No hay texto alternativo automático disponible.

viernes, 26 de mayo de 2017

¿Es a él a quién le escribes?

Tu nombre, seguido de tu apodo salió en la conversación y después la foto, la última que tengo tuya antes de que te "valiera chucho" (como dices) todo. 

"¿Es él? " fue la pregunta con tono de sorpresa, como si fueras algo no antes visto. Cual Tinkerbell furiosa salí en tu defensa alegando que estabas cansado por la hora y para demostrar mi argumento, muestro una foto tuya conmigo, darling. Já, seguramente eso las haría cambiar de opinión.

No fue así. Solamente el comentario de tu estatura, donde con tacones te llegó al hombro.

"Nada que ver, está mejor 'x'", "'X' si está grrr", "De los galanes es el que nada tiene que ver" "¿Es a él a quién le escribes?".

Eres una mezcla de Woody Allen, con la estatura de súper héroe, el look godín, la complexión abrazable, el color de quien se esconde del sol. Vamos, a primera vista: simple. Sin gracia.

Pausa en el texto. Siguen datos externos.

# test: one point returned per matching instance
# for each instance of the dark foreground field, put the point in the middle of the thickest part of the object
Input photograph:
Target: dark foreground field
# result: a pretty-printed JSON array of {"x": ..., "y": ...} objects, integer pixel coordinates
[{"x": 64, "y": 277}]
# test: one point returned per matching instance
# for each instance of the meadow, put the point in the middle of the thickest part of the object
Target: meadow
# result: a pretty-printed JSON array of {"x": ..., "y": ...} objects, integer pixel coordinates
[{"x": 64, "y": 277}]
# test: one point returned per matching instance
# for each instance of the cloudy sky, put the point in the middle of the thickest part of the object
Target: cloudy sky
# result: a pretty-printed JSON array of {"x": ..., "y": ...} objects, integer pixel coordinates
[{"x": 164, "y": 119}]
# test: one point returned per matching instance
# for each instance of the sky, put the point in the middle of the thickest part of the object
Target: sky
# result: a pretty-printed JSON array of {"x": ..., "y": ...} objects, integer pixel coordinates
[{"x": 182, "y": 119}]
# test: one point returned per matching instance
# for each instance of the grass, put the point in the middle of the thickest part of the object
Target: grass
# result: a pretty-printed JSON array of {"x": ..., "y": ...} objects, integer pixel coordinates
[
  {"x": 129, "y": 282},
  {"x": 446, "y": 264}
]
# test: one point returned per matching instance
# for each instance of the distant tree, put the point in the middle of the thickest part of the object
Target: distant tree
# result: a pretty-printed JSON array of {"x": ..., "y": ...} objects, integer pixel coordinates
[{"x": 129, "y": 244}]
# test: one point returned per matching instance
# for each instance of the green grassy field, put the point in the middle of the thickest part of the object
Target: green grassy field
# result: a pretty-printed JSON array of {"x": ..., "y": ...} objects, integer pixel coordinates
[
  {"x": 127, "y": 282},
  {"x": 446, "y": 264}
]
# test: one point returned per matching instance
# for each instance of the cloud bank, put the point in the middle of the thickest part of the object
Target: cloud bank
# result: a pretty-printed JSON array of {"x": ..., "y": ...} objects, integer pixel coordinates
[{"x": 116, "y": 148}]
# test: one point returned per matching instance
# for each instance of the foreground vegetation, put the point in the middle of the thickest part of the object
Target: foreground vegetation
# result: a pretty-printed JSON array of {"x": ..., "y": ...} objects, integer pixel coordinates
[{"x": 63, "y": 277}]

Creo que te he delineado tan bien, que la imagen se ha modificado creando al galán que el mundo espera. No, mi referencia siempre ha sido a tu cerebro, a la distorsión de tu mente que fue lo que embruteció a la mía.

Sabes que escribiré de ti hasta agotar al muso y que eres ya un hashtag, que eres mi producto a explotar y que las mariposas te seguirán hasta que ya no tenga nada más que decir de ti.

Si, mi querido rayo de sol, mi sombrerero loco, aún hay tinta azul para ti. No por que esté enamorada de ti o porque aún te ame, solamente que te elegí como muso.

¿Sabes? Ocurre a veces, que el muso se enamora de quién le escribe. No eres inmune a eso.